Located along one of the busiest east-west thoroughfares through the city, this project combines two unexpected programs: a private law practice and a chapel.
With an affinity for modernist works by Kahn, Breuer, and Corbusier, the client — an ordained minister and attorney-at-law — desired a place that is both welcoming and mysterious. Its corner site mediates between two realms: the fast-paced commercial district and the quiet neighborhood.
Avoiding the typical suburban approach, the modest program is organized to strengthen the street edge, place parking in the back, and preserve existing old-growth trees. The law office resides in a low-slung pavilion with a broad overhang and vertical fins shading south-facing floor-to-ceiling glass. The chapel anchors the corner as a white cubic volume elevated above the brick base and devoid of religious iconography.
The chapel interior offers an unexpected volume, seemingly carved from the solid white cube. It limits views to the landscape, framing preserved treetops and sky instead, admitting daylight from above. A game of symmetry versus asymmetry is played throughout the project, enticing visitors to wonder.

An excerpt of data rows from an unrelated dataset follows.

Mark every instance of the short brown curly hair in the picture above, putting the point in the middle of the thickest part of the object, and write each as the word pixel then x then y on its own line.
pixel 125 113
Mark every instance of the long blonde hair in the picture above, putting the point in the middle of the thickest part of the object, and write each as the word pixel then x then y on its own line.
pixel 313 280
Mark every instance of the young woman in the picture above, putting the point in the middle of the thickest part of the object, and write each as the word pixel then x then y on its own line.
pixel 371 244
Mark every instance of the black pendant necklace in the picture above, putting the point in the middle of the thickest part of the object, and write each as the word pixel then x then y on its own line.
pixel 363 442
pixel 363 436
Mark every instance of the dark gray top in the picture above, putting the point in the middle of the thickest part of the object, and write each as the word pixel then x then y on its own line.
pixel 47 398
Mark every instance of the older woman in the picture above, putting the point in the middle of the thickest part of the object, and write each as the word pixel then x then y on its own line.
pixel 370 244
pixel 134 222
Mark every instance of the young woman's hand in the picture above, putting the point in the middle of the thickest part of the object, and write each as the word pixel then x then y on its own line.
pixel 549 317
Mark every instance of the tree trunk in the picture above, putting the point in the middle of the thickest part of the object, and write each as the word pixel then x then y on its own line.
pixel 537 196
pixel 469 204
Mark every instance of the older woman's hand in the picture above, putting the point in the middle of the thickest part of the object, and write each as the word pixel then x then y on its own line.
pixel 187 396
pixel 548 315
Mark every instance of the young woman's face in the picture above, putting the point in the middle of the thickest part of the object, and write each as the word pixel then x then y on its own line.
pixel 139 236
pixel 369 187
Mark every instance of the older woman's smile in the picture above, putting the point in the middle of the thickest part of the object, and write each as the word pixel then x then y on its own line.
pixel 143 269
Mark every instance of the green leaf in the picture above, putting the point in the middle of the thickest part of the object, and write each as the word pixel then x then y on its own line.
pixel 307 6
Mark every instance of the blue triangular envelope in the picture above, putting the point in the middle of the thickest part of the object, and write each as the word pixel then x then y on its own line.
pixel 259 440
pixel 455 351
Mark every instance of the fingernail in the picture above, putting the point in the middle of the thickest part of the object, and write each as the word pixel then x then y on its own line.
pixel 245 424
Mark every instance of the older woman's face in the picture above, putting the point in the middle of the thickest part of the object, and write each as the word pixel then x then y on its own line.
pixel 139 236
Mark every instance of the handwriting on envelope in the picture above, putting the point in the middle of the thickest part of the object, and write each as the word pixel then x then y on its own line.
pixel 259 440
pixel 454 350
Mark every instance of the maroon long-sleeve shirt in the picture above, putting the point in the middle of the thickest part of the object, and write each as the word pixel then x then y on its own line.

Carbon-consciousness, occupant well-being, and budget-awareness dominated decision making. Steel is avoided, focusing on wood, brick, stucco, and glass. Despite a low window to wall ratio of only 15%. the interior space is well daylit with soft ambient light, achieving spatial daylight autonomy of 90% with direct sun limited early morning or late afternoon beams in the chapel. Native grasses and bio-swales improve stormwater quality on site.